Bu süreç erken yaşlardan itibaren başlar. Özgürlük ve kendine aitlik hakkı henüz anne karnında iken alınır kişinin elinden. Sırası geldiğinde herkesin yaşamaya mecbur kılındığı kurgulanmış yaşamları çocuk yaşlardan itibaren ‘seçmiş ‘oluyoruz sadece. Habermas, rekabet ve performans ölçümlerinin ilkokul çağındaki çocuklara kadar yaygınlaştırdığını söylese de bu marş bugün okul öncesine kadar çekilebilmiştir. Çocuk, okul öncesi eğitimler, kreşler ve benzeri yollarla ebeveynden koparılırken, ailesiyle (içinden geldiği toplumsallıkla) olan kültürel bağından da koparılmış oluyordu. Bu yollarla çocuğun çok daha öncesinden sistemin gelişim sahipleri doğrultusunda şekillendirilip kazanılması hedeflenmişti. Bir insandan en yüksek verimi elde etmenin rasyonaliteye uygun operasyonu da denilebilir buna…

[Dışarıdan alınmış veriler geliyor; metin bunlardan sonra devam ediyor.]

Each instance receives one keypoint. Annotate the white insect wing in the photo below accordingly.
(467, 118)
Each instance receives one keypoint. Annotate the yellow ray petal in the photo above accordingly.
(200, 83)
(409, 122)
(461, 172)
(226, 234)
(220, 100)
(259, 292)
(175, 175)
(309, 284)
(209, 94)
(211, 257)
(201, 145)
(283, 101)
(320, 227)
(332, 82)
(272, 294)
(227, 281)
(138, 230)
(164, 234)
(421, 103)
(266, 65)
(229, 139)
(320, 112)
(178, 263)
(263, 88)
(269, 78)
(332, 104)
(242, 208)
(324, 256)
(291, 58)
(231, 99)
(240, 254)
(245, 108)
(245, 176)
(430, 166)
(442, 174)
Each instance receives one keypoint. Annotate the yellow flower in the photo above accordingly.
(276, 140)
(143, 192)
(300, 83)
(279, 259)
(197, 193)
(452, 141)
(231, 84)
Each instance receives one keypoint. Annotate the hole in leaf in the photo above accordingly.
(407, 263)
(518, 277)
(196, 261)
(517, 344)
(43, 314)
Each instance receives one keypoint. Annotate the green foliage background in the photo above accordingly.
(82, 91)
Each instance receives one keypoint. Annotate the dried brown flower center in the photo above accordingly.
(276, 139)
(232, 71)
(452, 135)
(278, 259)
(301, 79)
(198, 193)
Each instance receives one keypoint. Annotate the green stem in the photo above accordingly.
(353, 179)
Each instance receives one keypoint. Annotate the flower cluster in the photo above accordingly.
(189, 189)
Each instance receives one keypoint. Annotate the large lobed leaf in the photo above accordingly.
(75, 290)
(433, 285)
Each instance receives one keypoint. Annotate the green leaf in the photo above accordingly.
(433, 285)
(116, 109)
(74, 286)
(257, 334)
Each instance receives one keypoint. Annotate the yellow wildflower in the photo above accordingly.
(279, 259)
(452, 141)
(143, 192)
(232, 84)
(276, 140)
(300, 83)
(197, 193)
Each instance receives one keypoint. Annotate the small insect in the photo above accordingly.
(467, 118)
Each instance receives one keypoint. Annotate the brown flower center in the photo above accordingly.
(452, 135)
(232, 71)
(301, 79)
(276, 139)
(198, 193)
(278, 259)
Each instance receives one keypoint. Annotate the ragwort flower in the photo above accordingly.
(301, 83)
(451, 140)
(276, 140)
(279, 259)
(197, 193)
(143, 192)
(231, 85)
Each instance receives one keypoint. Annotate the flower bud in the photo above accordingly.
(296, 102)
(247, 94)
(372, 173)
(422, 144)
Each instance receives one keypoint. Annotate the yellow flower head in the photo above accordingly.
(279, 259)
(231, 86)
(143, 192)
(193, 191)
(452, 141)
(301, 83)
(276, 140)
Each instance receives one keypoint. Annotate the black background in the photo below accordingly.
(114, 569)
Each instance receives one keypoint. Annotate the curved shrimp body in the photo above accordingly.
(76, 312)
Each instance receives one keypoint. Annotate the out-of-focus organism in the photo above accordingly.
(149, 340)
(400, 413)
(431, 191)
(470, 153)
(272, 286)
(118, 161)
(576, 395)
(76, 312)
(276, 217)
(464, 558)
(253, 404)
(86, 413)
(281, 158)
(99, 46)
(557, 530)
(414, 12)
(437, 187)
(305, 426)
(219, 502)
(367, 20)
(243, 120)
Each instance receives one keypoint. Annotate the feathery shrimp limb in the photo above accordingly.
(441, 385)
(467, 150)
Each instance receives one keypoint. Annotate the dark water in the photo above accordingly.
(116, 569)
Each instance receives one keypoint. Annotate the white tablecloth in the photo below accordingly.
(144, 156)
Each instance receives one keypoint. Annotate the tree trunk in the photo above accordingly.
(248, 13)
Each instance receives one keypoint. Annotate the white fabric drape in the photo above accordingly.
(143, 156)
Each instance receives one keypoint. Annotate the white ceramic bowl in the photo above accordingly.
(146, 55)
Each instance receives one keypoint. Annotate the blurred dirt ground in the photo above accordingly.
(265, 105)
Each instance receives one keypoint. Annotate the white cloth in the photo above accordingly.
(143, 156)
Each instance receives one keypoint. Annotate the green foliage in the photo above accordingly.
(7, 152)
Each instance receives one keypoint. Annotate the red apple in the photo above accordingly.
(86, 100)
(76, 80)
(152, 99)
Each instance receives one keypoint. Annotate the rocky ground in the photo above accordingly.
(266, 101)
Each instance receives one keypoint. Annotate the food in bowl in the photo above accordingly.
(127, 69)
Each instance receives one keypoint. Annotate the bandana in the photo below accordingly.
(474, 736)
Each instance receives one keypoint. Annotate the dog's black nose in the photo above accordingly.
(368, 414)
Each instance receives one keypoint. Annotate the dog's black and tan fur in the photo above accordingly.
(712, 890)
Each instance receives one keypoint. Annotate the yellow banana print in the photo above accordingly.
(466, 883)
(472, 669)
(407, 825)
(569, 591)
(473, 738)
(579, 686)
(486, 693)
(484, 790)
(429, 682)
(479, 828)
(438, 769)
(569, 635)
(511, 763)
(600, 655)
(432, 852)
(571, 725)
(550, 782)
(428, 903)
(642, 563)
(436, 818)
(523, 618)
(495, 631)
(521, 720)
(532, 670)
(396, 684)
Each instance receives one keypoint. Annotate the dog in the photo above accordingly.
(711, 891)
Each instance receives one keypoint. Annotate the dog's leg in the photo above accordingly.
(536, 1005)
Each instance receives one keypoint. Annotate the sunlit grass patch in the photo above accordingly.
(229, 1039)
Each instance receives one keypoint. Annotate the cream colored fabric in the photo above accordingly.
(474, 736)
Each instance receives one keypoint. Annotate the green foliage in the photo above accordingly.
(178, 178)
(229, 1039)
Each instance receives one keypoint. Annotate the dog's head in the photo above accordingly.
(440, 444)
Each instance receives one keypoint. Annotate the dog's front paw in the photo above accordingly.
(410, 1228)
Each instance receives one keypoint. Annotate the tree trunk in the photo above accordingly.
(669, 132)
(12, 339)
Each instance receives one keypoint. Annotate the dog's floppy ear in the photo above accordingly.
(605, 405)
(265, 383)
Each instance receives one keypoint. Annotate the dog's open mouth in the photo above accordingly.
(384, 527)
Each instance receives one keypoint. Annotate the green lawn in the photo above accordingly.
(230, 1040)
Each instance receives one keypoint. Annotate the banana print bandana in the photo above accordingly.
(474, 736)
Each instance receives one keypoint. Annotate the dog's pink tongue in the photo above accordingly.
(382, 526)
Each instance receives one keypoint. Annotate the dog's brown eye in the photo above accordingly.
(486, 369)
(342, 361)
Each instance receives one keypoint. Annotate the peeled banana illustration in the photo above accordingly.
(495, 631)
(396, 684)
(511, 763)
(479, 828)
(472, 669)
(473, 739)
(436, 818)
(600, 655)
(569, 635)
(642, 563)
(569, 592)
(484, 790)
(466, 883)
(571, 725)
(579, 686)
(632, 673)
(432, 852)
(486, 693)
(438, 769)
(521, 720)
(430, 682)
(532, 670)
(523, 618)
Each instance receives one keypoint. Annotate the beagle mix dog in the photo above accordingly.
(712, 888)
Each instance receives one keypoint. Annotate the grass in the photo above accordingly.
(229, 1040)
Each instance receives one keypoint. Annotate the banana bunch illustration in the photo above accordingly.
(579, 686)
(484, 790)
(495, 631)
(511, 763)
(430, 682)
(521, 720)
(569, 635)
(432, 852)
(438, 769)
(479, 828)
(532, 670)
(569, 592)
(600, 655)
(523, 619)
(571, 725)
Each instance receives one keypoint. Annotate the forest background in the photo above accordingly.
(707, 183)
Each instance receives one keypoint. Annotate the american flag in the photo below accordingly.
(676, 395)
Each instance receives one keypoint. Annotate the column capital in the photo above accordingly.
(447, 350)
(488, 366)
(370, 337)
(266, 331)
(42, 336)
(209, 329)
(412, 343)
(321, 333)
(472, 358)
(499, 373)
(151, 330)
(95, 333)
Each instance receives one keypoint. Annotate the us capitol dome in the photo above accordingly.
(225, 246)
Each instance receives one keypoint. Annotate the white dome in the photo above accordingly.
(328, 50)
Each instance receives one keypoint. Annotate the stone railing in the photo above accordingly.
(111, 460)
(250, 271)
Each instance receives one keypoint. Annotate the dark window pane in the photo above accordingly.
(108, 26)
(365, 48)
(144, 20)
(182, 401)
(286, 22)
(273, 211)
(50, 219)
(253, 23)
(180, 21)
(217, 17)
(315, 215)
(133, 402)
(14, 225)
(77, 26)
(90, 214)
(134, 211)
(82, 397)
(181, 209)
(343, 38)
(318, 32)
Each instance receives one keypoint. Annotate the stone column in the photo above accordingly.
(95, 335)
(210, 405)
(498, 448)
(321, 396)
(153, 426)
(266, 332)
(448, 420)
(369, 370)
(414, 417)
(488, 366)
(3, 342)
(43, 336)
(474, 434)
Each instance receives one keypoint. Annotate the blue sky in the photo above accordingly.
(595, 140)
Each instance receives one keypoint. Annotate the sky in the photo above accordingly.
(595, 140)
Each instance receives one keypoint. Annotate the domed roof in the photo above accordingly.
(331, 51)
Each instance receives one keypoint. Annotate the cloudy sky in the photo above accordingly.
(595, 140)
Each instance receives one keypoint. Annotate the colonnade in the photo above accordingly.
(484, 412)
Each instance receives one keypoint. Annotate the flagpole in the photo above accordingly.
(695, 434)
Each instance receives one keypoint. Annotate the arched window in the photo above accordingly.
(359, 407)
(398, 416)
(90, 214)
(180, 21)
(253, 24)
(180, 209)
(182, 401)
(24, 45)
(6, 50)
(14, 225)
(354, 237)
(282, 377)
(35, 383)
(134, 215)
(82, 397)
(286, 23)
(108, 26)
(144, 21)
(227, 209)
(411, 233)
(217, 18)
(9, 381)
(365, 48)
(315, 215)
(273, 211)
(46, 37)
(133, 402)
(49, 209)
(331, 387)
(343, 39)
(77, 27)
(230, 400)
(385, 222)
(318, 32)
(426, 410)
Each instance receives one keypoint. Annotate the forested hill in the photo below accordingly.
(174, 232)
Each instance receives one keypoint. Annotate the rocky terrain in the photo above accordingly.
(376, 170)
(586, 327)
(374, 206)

Çocuğu doğuran kadın taşıyıcı anne derecesine düşürülürken, genel olarak ebeveyn, burjuvazinin kendine ait gördüğü çocuğu emanet ettiği bakıcı konumuna düşürülmüştür. Anadan koparılmış, aynı zamanda gelenekten ve toplumsal hafızadan koparılmış demektir. Komünal değerlerin hiçbir koşulda değişmeyen taşıyıcı ana geleneği daha bir erkene alınmış bu ataerkil müdahale ile belki de ilk defa yok edilme riskiyle karşı karşıya bırakılmıştır. Sistem, çocuğun vesayetiyle ilgili konuda yaratan anaya bir nevi şirk koşmaktır. Ailenin çocuğu sisteme kazandırma çabalarında yaşanacak ihmal ve hata payını da ortadan kaldıracak şekilde sistemin bizzat kendisi bu yetiştirme sürecine müdahil oluyordu ilk defa…

Çocuğun bedeni sistemin etkisindeki ailenin mülkiyetine alınma suretiyle sağlama bağlanmışken, kişiliği de sistemce zimmetlenerek geleceği ve bir bütün yaşamı da zapt edilmiş sayılıyordu.

 

Kendini Kandırma Hakkı

Bundan sonrasında verilecek roller, giyilecek kıyafetler, sahnelenecek tiyatronun içeriğine göre biçilmiş kaftandır! Aslında herkes gelecekte kendisinin nelerin beklediğini bilir, ama yine de o bildik mizansenin gereklerine uymaktan kendini alamaz. Bir serüvene atılıyormuş, sürprizlerle dolu bir geleceğe koşuyormuş gibi yapıp kendisinden istenilen şekliyle rolünü inanarak yerine getirmeye çalışır. Bütün çaba ambalajlanmış, metni önden belirlenmiş olan yapay başarı ve statüko momentlerine endeksli mutluluk ütopyalarına ulaşma yolunda harcanır. Bilinçlerine, hatta bilinçaltlarına müdahale edilmiş bireylere tanınan mutluluk ütopyalarının peşinden koşma özgürlüğü, aslında sınırsız rekabetin, tüketimin, sınırsız bireyciliğin gelişimine tanınmış haklardır. Her ne kadar çok seçenekli bir gelecek ve özgür tercihlerin yapılabildiği bir dünyada yaşanılıyormuş duygusu uyandırılmaya çalışılsa da sunulan şey, hangi yoldan gidilse aynı kapıya çıkıldığı yanılsamalı özgürlükler dünyasıdır. Modern veya post-modern anlamında seçenek bulduğu, özgürlük diye sunulan çokluk, tekliğin türevlerinden başka bir şey değildir. Çokluk bin bir yüzlü indirgenmiş tekliktir. Çok olan şey, aynı ürünün pazar değerini artırmak amacıyla başvurulan ‘her açıldığında hep aynı hayal kırıklığını yaratan bir ambalaj çeşitlemesindeki yenilik değeri’ kadardır.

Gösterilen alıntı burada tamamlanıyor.